Another Way of Knowing – Reading A Book of Luminous Things

“I would have nothing against calling my anthology a book of enchantments.” (xx)

–Czeslaw Milosz

Czesław Milosz not only has a difficult name for English speakers to get their tongues around, his poetry is also difficult. But in 1996 he edited a collection of poems that is full, as he says in the introduction, “of enchantments.” A Book of Luminous Things: An International Anthology of Poetry is not a collection of the Polish Nobel laureate’s poems, but a drawing together of poems from around the world and through many centuries, and the criteria Milosz used to choose them were “size and accessibility to the reader.” (xv) He wanted brief poems that could sing to many ears.

The collection is luminous, as promised. I’ll just give you a taste by way of encouragement to have you go read more. This is an excellent book for people who think they might want to read more poetry but are perhaps frightened off by its reputation.

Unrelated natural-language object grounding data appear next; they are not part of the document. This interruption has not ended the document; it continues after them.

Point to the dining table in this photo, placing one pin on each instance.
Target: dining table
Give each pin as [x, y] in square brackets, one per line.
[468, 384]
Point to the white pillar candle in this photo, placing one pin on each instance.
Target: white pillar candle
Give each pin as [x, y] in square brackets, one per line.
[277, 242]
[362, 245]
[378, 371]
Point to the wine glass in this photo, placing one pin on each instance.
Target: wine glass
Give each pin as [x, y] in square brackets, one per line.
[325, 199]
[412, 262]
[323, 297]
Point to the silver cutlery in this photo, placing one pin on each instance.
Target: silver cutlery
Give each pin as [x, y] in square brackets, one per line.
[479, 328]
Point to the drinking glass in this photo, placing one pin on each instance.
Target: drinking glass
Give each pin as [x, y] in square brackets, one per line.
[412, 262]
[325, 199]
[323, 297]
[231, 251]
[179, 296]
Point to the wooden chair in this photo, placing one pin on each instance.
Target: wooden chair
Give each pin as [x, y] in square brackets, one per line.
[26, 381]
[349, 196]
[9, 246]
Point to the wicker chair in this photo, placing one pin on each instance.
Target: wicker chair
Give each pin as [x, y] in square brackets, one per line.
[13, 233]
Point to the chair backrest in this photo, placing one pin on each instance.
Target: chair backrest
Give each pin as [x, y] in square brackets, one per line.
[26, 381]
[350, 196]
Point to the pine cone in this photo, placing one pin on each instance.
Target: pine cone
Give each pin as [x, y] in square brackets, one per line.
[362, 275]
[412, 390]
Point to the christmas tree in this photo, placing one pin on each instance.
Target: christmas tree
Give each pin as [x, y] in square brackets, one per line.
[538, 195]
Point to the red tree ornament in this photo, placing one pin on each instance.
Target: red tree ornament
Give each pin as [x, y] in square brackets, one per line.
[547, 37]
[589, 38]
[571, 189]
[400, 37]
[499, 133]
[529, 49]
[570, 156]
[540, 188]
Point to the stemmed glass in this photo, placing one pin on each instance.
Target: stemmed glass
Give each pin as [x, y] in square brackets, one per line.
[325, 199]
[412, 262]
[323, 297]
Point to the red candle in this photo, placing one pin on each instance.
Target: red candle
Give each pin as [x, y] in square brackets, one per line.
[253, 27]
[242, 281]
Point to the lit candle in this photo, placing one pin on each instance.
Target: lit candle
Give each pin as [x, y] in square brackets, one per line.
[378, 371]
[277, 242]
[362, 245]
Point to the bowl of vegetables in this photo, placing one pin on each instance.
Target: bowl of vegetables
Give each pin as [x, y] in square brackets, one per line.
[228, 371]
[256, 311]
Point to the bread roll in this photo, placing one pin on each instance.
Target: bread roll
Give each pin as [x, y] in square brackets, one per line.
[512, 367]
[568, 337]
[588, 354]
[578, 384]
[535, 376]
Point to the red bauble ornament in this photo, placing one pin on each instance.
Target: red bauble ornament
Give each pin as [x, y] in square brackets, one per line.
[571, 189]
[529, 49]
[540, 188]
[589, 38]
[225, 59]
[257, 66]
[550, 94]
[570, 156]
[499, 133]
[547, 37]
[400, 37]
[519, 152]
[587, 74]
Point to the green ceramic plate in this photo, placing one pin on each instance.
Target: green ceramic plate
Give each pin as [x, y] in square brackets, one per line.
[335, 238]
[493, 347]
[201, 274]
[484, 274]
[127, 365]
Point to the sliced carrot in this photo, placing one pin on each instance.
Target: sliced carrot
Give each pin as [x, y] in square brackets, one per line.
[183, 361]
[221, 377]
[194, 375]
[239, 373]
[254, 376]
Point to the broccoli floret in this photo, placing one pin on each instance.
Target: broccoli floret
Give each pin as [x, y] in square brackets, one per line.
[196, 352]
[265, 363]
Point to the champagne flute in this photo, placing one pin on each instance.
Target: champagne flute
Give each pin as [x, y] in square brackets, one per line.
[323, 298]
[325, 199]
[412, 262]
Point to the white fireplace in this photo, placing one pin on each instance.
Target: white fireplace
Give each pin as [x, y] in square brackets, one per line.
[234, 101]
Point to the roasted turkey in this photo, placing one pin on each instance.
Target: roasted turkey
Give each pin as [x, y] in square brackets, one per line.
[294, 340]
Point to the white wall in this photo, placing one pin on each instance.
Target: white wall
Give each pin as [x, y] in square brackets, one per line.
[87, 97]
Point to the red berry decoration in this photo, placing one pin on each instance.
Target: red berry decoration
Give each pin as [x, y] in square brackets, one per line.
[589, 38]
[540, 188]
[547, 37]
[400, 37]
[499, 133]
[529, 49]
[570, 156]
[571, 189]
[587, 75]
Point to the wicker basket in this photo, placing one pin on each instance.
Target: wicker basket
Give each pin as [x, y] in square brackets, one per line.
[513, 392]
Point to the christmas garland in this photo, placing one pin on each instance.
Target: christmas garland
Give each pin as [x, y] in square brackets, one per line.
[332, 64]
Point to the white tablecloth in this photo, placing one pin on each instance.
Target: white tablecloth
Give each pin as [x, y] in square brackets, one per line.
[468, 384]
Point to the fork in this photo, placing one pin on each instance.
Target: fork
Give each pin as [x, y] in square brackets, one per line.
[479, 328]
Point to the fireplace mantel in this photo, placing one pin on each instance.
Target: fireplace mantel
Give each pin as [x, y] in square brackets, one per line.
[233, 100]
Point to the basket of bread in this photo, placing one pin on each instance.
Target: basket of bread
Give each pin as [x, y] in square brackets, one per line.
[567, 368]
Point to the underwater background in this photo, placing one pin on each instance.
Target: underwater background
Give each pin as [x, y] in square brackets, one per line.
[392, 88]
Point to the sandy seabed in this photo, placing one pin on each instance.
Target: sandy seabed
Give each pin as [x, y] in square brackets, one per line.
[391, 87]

One of the sections I most enjoyed was titled “Nature,” which features a number of reflections on animals. It has always seemed to me that animals have an admirable way of being in the world, unburdened by human tendencies toward excessive self-consciousness. The Polish poet Wislawa Szymborska obviously feels the same:

The buzzard has nothing to fault himself with.

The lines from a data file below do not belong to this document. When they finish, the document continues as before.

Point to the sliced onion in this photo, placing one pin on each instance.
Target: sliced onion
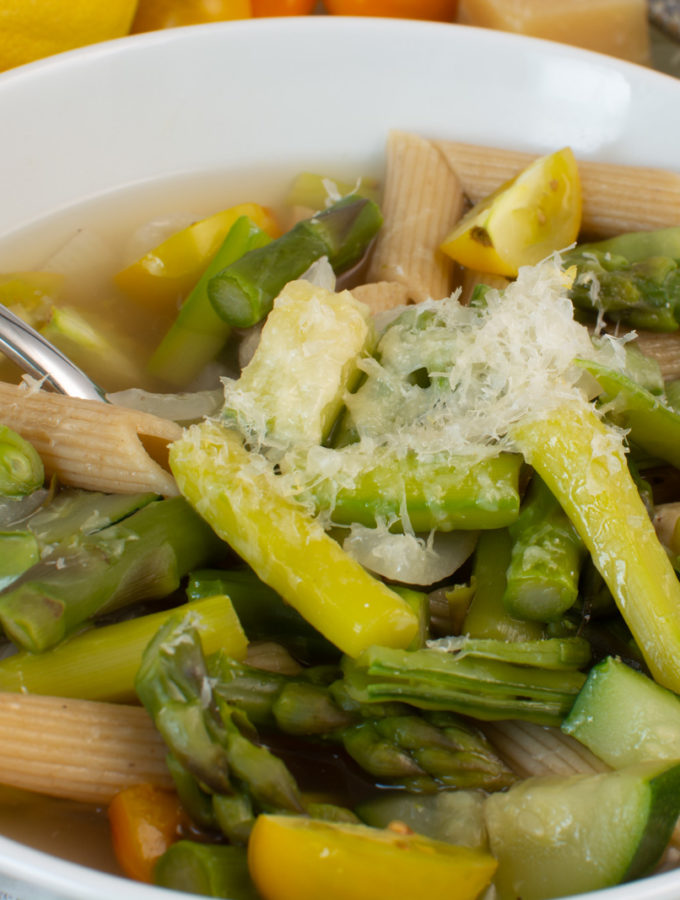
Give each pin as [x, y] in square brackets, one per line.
[408, 558]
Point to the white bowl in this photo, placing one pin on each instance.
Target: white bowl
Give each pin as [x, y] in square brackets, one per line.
[290, 94]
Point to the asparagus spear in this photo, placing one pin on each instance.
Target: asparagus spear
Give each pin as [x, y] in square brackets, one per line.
[212, 870]
[634, 278]
[390, 741]
[584, 465]
[543, 575]
[140, 558]
[243, 293]
[487, 616]
[444, 494]
[198, 334]
[101, 663]
[21, 468]
[470, 684]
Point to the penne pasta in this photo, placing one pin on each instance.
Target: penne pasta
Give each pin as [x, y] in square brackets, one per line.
[78, 749]
[616, 198]
[422, 201]
[92, 445]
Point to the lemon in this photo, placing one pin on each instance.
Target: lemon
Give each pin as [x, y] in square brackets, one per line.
[32, 29]
[156, 14]
[522, 222]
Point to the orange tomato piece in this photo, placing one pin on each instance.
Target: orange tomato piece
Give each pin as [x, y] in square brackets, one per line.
[153, 15]
[437, 10]
[282, 7]
[145, 820]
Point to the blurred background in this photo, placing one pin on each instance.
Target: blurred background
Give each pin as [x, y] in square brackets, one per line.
[641, 31]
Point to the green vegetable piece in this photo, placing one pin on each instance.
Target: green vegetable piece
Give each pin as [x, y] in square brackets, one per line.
[543, 575]
[471, 685]
[445, 494]
[487, 616]
[242, 294]
[555, 836]
[211, 870]
[320, 191]
[456, 817]
[21, 468]
[624, 717]
[651, 423]
[198, 334]
[142, 557]
[101, 663]
[262, 613]
[633, 278]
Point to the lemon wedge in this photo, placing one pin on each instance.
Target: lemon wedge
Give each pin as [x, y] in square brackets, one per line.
[522, 222]
[33, 30]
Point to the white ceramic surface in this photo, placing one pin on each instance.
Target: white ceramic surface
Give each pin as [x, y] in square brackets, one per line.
[292, 93]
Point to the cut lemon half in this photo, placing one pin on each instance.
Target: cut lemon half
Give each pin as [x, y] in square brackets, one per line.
[525, 220]
[298, 858]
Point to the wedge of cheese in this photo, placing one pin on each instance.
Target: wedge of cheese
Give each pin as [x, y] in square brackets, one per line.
[616, 27]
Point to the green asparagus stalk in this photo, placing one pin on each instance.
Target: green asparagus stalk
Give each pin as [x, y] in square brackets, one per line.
[391, 742]
[584, 465]
[444, 494]
[542, 580]
[21, 468]
[242, 294]
[70, 512]
[470, 684]
[651, 423]
[634, 278]
[198, 334]
[211, 870]
[142, 557]
[101, 663]
[487, 616]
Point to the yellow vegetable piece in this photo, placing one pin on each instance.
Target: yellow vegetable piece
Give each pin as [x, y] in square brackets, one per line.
[163, 276]
[584, 465]
[32, 30]
[286, 547]
[524, 221]
[296, 858]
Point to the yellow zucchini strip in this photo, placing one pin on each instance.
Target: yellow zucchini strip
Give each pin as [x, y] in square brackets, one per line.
[92, 445]
[288, 549]
[616, 198]
[421, 203]
[584, 465]
[78, 749]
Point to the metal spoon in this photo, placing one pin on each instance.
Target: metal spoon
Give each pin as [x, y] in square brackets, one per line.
[41, 359]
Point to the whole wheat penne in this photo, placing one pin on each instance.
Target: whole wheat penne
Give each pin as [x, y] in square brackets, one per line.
[422, 201]
[381, 296]
[78, 749]
[664, 348]
[92, 445]
[616, 198]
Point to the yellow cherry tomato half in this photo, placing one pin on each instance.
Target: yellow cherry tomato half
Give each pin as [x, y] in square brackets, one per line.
[164, 275]
[525, 220]
[436, 10]
[298, 858]
[282, 7]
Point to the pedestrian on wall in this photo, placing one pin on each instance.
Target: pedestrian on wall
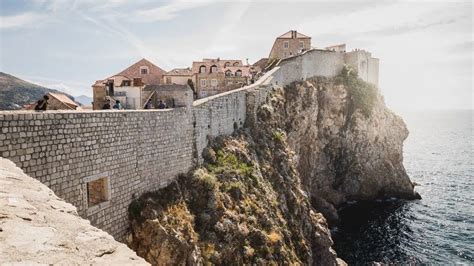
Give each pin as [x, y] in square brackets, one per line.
[42, 105]
[117, 105]
[148, 105]
[106, 106]
[161, 105]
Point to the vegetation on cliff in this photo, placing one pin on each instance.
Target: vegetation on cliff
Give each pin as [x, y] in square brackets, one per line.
[243, 206]
[15, 92]
[363, 95]
[312, 146]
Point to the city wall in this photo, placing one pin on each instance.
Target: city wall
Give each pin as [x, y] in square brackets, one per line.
[132, 152]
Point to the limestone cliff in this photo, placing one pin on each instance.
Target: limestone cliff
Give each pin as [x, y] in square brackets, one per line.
[312, 146]
[347, 144]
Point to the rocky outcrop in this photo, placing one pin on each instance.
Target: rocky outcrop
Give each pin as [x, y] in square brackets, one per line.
[259, 195]
[347, 144]
[245, 205]
[36, 227]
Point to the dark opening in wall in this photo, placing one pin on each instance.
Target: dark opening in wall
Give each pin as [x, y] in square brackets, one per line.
[97, 191]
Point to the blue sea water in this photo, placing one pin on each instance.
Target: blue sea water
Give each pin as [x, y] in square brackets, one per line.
[438, 229]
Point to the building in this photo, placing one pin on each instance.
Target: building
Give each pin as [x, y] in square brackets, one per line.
[56, 101]
[290, 44]
[131, 87]
[213, 76]
[178, 76]
[367, 67]
[294, 43]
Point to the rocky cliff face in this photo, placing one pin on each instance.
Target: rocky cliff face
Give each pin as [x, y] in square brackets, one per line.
[313, 146]
[347, 145]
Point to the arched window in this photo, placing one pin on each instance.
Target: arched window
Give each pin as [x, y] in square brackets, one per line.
[213, 69]
[143, 70]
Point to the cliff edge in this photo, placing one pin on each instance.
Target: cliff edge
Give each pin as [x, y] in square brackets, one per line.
[36, 227]
[260, 195]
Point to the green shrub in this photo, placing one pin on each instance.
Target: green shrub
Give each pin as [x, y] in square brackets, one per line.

Scruples are alien to the black panther.

Piranhas do not doubt the rightness of their actions.

The rattlesnake approves of himself without reservations.

The self-critical jackal does not exist.

The locust, alligator, trichina, horsefly

live as they live and are glad of it.

The killer-whale’s heart weighs one hundred kilos

but in other respects it is light

–‘In Praise of Self-Deprecation’ (21)

In a section titled “Moments,” poems try to capture the artistic and philosophical weight of the very instant. Another Polish poet, Adam Zagajewski, captures the imperative to hold on to passing time with a beautiful image:

‘In the rear-view mirror suddenly

I saw the bulk of the Beauvais Cathedral;

great things dwell in small ones

for a moment.’

–‘Auto Mirror’ (128)

Or perhaps the ancient Chinese poetry that dots this collection will speak to you. It was a revelation to me. Li Po, an 8th century poet, captures something eternal about the experience of meditation:

The birds have vanished into the sky, 

and now the last cloud drains away.

 

We sit together, the mountain and me, 

until only the mountain remains. 

—‘The Birds Have Vanished’ (277)

Poetry is teaching me to listen for the transcendent in every small thing of the earth. It is a way of seeing that escapes other modes of knowing. Denise Levertov imagines reason as a “polished cell/reflecting our own faces.”

…God lives 

on the other side of that mirror, 

but through the slit where the barrier doesn’t 

quite touch ground, manages still 

to squeeze in — as filtered light, 

splinters of fire, a strain of music heard 

then lost, then heard again.

—‘Contraband’ (278)

Come stay awhile among these luminous things. Come experience something more.